The contrast between the Bush and Clinton approaches echoes of controversies that raged on college campuses when the two presidents were students. Like the liberal university presidents of the 1960s and 1970s, who believed campus protesters had legitimate grievances and would compromise if concessions were made, Clinton tried to negotiate with terrorists in the Middle East, North Korea, and Northern Ireland in the hope that appeasing their grievances would transform them into nonviolent liberals. Like the conservative critics of college presidents in the 1960s and 1970s, Bush thinks that compromise with terrorists is wrong and negotiations can weaken the forces of order. Events have been kinder to Bush's view than Clinton's.
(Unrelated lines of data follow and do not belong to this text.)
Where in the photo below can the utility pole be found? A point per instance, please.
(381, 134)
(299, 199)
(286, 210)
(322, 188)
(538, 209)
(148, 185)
Huge concessions in the Middle East proved only that the Palestinians are determined to destroy Israel; concessions to North Korea have produced no clear abandonment of its nuclear and missile programs; the Irish pact is foundering because Irish Republican Army terrorists refuse to give up their arms.
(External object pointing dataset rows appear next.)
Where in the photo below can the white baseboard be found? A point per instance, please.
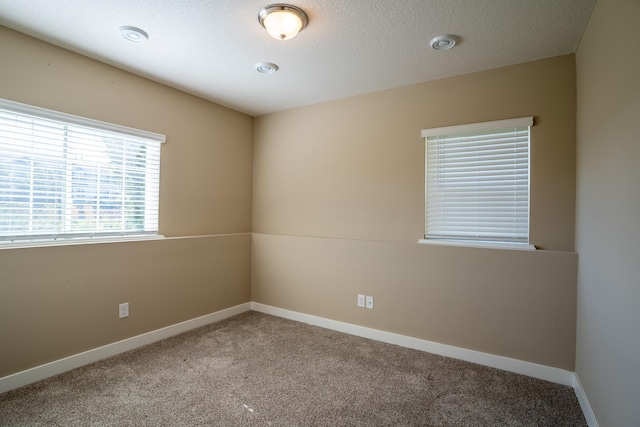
(547, 373)
(584, 402)
(59, 366)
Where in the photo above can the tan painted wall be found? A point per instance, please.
(63, 300)
(205, 175)
(59, 301)
(608, 211)
(512, 303)
(354, 169)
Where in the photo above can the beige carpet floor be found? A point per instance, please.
(259, 370)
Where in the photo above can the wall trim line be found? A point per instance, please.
(584, 402)
(543, 372)
(59, 366)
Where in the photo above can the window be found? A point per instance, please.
(477, 183)
(63, 177)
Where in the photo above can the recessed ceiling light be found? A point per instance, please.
(133, 34)
(266, 67)
(443, 42)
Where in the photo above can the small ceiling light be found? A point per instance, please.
(444, 42)
(266, 67)
(283, 21)
(133, 34)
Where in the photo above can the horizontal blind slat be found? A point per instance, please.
(477, 185)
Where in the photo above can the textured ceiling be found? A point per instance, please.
(210, 47)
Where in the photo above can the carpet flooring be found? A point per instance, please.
(258, 370)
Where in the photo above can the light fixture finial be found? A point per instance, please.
(283, 21)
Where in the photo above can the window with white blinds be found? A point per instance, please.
(64, 177)
(477, 182)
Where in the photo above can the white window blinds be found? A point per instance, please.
(477, 182)
(64, 176)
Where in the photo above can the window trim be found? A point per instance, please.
(80, 121)
(78, 238)
(479, 127)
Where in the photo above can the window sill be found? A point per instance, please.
(76, 241)
(474, 244)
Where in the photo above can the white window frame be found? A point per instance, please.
(151, 187)
(441, 237)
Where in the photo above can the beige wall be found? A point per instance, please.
(608, 210)
(354, 169)
(58, 301)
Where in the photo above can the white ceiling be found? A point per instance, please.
(210, 47)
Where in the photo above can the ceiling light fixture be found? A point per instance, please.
(283, 21)
(133, 34)
(266, 67)
(444, 42)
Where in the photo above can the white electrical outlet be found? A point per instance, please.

"Bully Bush," the Süddeutsche Zeitung headlined. Europeans who have a gauzy faith in unenforceable environmental treaties and in endless negotiations to convert terrorists are naturally dismayed when Bush pops their bubbles. So are Clinton administration admirers who believe that their policies are the only form of engagement and anything else is "isolationism." But, as Niccolò Machiavelli noted, it is better for a prince to be feared than to be loved. Foreign leaders accustomed to deference from the United States are now having to get used to American leadership. Terrorists treated to endless rounds of palaver are having to get used to diplomatic isolation and the absence of cable news network camera crews. As Reagan-era policymaker Richard Perle says, "When you are trying to correct an accumulation of policy errors, you have to change policy, and some people may not like it. But that's not bullying."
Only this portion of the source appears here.